If you are pushing on and driving smoothly then you will go through this region almost instantly and the car can be driven very fast indeed with incredible levels of grip and stability for a multi-purpose vehicle.

 

However if you are driving more moderately (maybe with passengers on board) then it takes a bit more finesse to drive quickly without a small bit of lurching going into corners. I think the main ingredient of this is the ARB bushes and also possibly the dampers, but fixing this would probably spoil the ride comfort so in my view the setup strikes a very good balance which delivers a car which is extremely rewarding to drive for what it is.

 

Also worthy of mention is the really great TDi engine which has exactly the right levels of torque at the right revs to exercise the chassis optimally.

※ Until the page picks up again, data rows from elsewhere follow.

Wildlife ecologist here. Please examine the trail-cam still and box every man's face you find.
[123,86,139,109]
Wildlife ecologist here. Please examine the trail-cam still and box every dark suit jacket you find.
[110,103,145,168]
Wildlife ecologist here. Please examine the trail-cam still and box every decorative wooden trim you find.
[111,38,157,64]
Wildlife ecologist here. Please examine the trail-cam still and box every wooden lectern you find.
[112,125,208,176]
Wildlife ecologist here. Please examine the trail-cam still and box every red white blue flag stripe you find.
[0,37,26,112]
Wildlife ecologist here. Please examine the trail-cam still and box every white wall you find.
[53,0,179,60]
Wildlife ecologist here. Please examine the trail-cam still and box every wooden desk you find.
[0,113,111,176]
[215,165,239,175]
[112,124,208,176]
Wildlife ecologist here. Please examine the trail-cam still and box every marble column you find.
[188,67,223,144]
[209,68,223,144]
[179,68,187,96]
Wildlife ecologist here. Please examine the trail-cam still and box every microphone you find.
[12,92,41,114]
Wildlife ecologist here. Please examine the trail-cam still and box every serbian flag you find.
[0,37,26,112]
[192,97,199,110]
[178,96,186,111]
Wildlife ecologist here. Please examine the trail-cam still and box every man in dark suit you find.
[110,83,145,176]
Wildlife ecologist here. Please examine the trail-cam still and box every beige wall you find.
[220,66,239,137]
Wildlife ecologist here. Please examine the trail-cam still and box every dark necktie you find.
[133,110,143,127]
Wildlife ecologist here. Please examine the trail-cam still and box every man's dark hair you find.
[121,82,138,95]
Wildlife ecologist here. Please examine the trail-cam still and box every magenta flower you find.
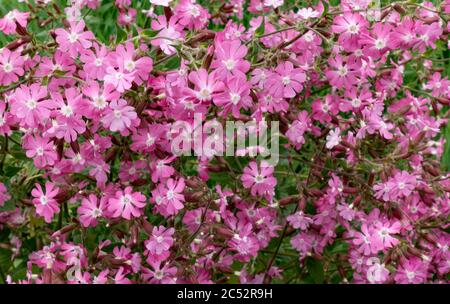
[265,61,306,98]
[394,257,429,284]
[287,211,313,230]
[0,183,11,207]
[326,128,342,149]
[31,182,59,223]
[80,43,108,80]
[331,13,368,51]
[213,76,252,118]
[23,134,58,168]
[55,20,94,57]
[0,48,24,85]
[145,226,175,256]
[152,178,185,216]
[325,55,358,89]
[359,23,392,59]
[0,9,30,35]
[150,15,183,55]
[77,194,107,227]
[241,160,277,197]
[174,0,210,30]
[110,42,153,85]
[187,68,224,101]
[10,83,55,127]
[102,99,139,136]
[108,187,146,220]
[104,62,135,93]
[392,171,417,197]
[211,40,250,78]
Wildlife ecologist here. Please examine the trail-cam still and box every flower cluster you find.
[0,0,450,284]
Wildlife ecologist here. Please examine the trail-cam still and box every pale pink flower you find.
[108,187,146,220]
[31,182,59,223]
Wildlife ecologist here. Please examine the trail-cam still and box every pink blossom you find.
[55,20,94,57]
[77,194,106,227]
[241,161,277,197]
[108,187,146,220]
[266,61,306,98]
[102,99,139,135]
[31,182,59,223]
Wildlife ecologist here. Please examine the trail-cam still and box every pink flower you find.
[130,124,166,153]
[150,15,183,55]
[150,157,175,183]
[265,61,306,98]
[0,183,11,207]
[0,9,30,35]
[10,83,54,127]
[228,223,259,262]
[152,178,185,216]
[110,42,153,85]
[187,68,224,101]
[102,99,139,136]
[104,62,135,93]
[359,23,392,59]
[0,48,25,85]
[150,0,172,6]
[214,76,252,118]
[374,221,401,250]
[366,257,389,284]
[55,20,95,57]
[391,171,417,197]
[394,257,429,284]
[325,55,358,89]
[353,224,378,255]
[80,43,108,80]
[23,134,58,168]
[82,81,120,118]
[331,13,368,51]
[0,100,17,136]
[326,128,342,149]
[145,226,175,256]
[287,211,313,230]
[211,40,250,78]
[77,194,107,227]
[174,0,210,30]
[108,187,146,220]
[31,182,59,223]
[241,161,277,197]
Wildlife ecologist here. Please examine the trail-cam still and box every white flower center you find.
[222,59,236,71]
[94,58,103,66]
[61,105,73,117]
[69,32,78,43]
[255,174,264,184]
[94,96,106,110]
[197,88,211,100]
[3,62,13,73]
[125,60,136,72]
[375,39,386,50]
[348,24,359,34]
[230,93,241,105]
[338,66,348,77]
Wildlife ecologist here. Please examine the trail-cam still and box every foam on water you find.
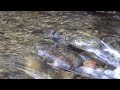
[82,40,120,67]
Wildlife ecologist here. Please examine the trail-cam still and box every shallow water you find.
[0,11,120,79]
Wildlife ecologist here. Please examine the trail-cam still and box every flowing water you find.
[0,11,120,79]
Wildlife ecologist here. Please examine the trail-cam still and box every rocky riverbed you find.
[0,11,120,79]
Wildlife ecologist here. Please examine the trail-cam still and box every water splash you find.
[83,40,120,67]
[38,50,70,70]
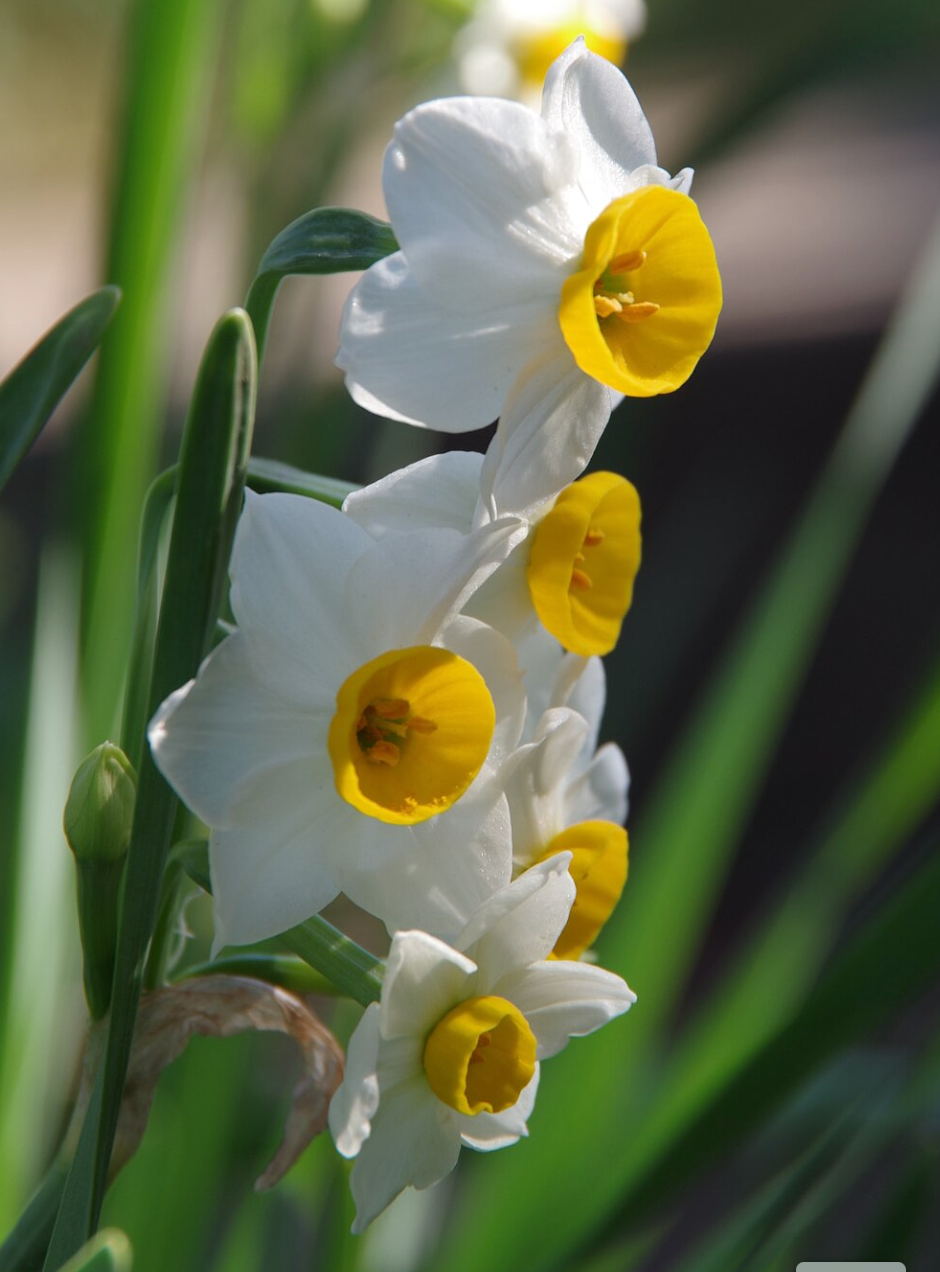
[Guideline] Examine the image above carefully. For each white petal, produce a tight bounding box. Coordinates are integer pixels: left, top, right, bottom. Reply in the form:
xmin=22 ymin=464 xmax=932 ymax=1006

Having recently took delivery of my new  2.0tdi 150 DSG Elegance I must admit I am pleasantly surprised on how well it handles and sits on the road and this has been echoed by a few of my passengers .To be honest I would consider the cornering lean/ roll so small I don't notice it .I would definitely agree with what StevenB said earlier, driving style ,positioning along with approach/exit speed are the major contributors firstly to dictate what a driver can do and how a car will behave during cornering.Also maybe its the dsg gearbox ,but it seems to have you in the gear you need when you need it,so much so I sometimes flick over to tiptronic just to make it a bit more unpredictable especially on roundabouts.Maybe my suspension characteristics and how it reacts might change the older the car becomes but I hope not.      

I agree with nickcoll, the 4x4 is really a surprise to me coming from a FWD PD170, first and a RWD 320d, after.

 

It grips and grips, but at first impression the body lean may seem a bit too much when driving brisky, especially when the car is loaded with people...

 

I'm reading nice feedbacks from user adopting both front and rear H&R sway bars (either 26/22 or 26/24).

 

One thing a bit disturbing to me is the body lift when stomping on the throttle. Again, way better than with the old VRS because there is no axle tramp effect and traction is very good, but the car "raise its nose" considerably.